Here are selected doomsday peppers guaranteed to perk up your dedicated band of survivors.
Simply Organic Pepper, Black Medium Grind Certified Organic
Sprinkle bits of organic pepper onto your re-hydrated scrambled eggs to get your survivalist day off to a grand beginning. Everyone in the bunker will adore the touch of heat added to an otherwise bland meal. Knowing that they face unknown years of powered milk and canned peaches just might cause a mutiny unless you lay in mass quantities of ground pepper. It also goes great with Pringles, but so does everything.
This product is guaranteed organic and also kosher: You don't know whom you might meet around the campfire after society descends into total chaos.
Ghost chili peppers
The toughest roughest Doomsday Preppers always prefer the hottest palate blasting peppers in their larder. Lay in mass quantities of ghost chilies, or bhut jolokia, to keep your Type A survivalists warm. When the zombies have subsided and society slowly begins to rebuild, use these peppers to barter. The folks in the bunker next door may be willing to trade for some diesel fuel or Seinfeld DVDs.
You can eat it raw, pickle it, or add it to salsa. Some people simply threaten each other with it. If it gets into your eyes, flush with water, unless water is a rare commodity in your bunker because someone left the faucet running.
Riding the elliptical trainer should not be the only way you burn calories in your bunker. Look for ways to work those smaller muscle groups. This device provides a solid forearm workout while producing useful ground pepper for your cadre of survivors. The soft nonslip grip helps prevent inconvenient blisters during meals and exercise. It's also cool-looking.
Order a handful of pepper grinders before you're forced to seal yourself in your hidey-hole: Bed, Bath, and Beyond will probably be closed shortly after the apocalypse because no one will show up for work.
Cayenne Red Long Pepper
Cayenne peppers are preferred by Doomsday Preppers. They are not too hot and not too mild. Plant these seeds in your hydroponic garden after the world ends. They will sprout fruit in about 80 days. You'll always have just the right amount of spice to perk up any meal.

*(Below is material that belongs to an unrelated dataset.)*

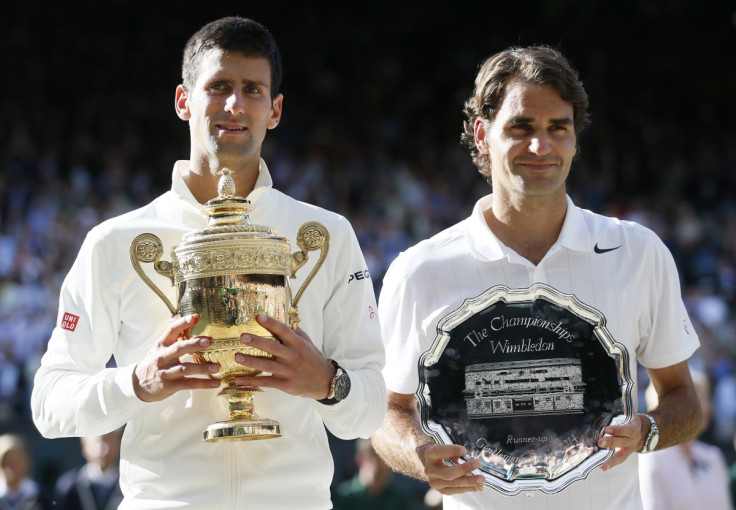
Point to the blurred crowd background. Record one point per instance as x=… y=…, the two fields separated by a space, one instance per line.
x=372 y=119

These chili peppers are also called African Pepper, Devil's Tongue, Red Bird Pepper, and Hot Flame peppers.You can call them anything you like when you reconstruct society in your own image. No one will argue with your choice of names when basic human needs become a daily struggle.
Following the apocalypse, visiting Mount Tellicherry to pick peppercorns will be problematic. You certainly won't want to venture too far from your bunker just to grab a few seeds. Instead, order a substantial supply of Tellicherry peppers. Hoard them in the corners of your food shelves. Majestically retrieve them when the morale of your survival party ebbs. Everyone will love the robust and complex heat generated by these amazing buds of flavor.

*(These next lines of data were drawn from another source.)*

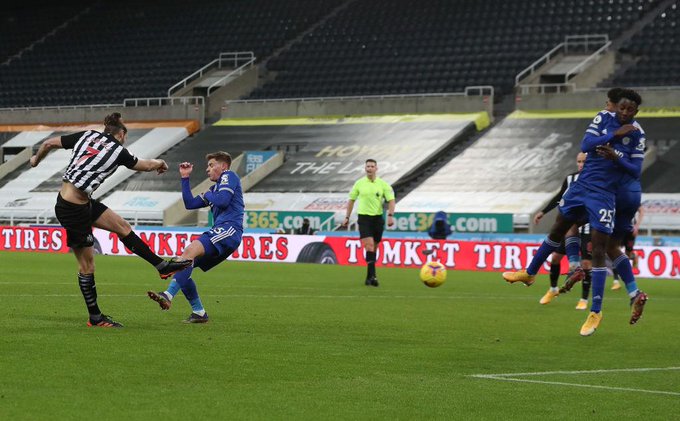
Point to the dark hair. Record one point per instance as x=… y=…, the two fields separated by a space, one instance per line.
x=631 y=95
x=113 y=124
x=614 y=95
x=220 y=156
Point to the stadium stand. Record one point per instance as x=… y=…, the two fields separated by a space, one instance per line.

Tellicherry peppercorns can be made into sauces. Historically, these peppers were sun-dried, but a loss of flavor did occur. Air-drying, away from the prying eyes of zombie hordes and post-apocalyptic scavengers has the advantage of less flavor loss.
Chili Pepper Light String
Do not eat them. Use these peppy lights to perk up an otherwise tedious evening spend hunkered down in the bunker. Most bunkers don't have what could be considered to be picture windows opening out on grand vistas. The vista will probably be burned out and crumbling anyway. You will need to create your own ambiance.
Without question you and your clan will need balanced meals replete with nutrients. Undoubtedly a steady supply of healthy calories must be available if you have any hope of surviving the end of the world.

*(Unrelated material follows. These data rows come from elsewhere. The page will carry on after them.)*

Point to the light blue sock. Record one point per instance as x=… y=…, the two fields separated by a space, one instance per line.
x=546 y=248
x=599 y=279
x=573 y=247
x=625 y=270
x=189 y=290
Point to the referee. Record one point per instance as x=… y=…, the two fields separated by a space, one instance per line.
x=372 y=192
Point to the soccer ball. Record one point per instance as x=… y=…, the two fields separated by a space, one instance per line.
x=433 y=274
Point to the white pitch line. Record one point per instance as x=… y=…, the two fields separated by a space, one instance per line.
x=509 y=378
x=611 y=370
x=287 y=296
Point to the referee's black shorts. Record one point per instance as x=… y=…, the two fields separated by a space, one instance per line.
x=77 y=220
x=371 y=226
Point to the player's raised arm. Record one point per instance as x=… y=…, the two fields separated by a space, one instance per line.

On the other hand, you won't find a vending machine on every corner of the closest burned-out major metropolitan area. Be sure to stock ample supplies of caffeine and sugar in drinkable form. Dr. Pepper provides a welcome respite from distilled water. Your bunker-mates will elect you president of the New World Order if you provide them with tasty treats.
Mace Pepper Gun
Conflicting information regarding zombie killing pervades the Internet. Authoritative sources present multiple solutions for subduing the undead. We suggest a pepper gun. This particular gun includes an LED aiming light and a replaceable cartridge. It fits easily into a survival purse when you send the weakest members to scavenge for canned goods at the local wholesale club. Order up multiple units to arm everyone in your inner circle of survivors.